The optimizer's convergence check uses a StateOfConvergence heuristic — an
exponentially-decaying running average of a_k × |gradient|:

StateOfConvergence += a_k * GradientMagnitude    // AdvanceOneStep()
StateOfConvergence *= StateOfConvergenceDecayRate // ResumeOptimization() (0.5 in test)

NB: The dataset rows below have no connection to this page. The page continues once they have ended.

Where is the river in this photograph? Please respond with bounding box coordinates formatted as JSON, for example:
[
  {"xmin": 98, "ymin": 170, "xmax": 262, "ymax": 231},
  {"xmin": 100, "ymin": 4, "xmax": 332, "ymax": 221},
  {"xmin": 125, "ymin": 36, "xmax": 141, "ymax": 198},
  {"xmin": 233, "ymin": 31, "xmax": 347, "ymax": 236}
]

This metric measures whether the gradient is small, NOT whether the
position is close to the optimum
. With certain unlucky random perturbation
sequences, several consecutive gradient estimates can be anomalously small at a
point that is still far from the solution. Because StateOfConvergenceDecayRate
is 0.5 (aggressive exponential decay), a few such iterations drive the metric
below the tolerance, and the optimizer falsely declares BelowTolerance
convergence — even though the solution is still outside the test's 0.01
acceptance window.

Diagnostic Evidence

Sanitizer results (all clean — no memory/threading/UB issues):

  • AddressSanitizer + UndefinedBehaviorSanitizer: zero errors
  • Valgrind memcheck (--leak-check=full --track-origins=yes): zero errors
  • ThreadSanitizer: no data races (single-threaded test)

Stress test (before fix) — 5,000 runs:

Run Failures Rate
Before fix 8 / 5,000 1 in 625 (~0.16%)

All 8 failures share the same pattern — premature BelowTolerance stop:

# Solution Error Iterations Stop Reason
1 (1.971, −1.977) 0.038 36 BelowTolerance
2 (2.025, −2.020) 0.032 52 BelowTolerance
3 (1.981, −1.985) 0.023 46 BelowTolerance
4 (2.012, −2.010) 0.016 54 BelowTolerance
5 (2.018, −2.014) 0.023 43 BelowTolerance
6 (2.029, −2.023) 0.037 47 BelowTolerance
7 (1.892, −1.914) 0.134 43 BelowTolerance
8 (1.941, −1.952) 0.076 46 BelowTolerance

Successful runs typically converge at iteration 67–100 with solution error < 0.001.

Fix

Seed the singleton RNG to 121212 (the MersenneTwisterRandomVariateGenerator::DefaultSeed)
at the start of the test. This makes the perturbation sequence deterministic
while preserving the stochastic nature of the algorithm being tested.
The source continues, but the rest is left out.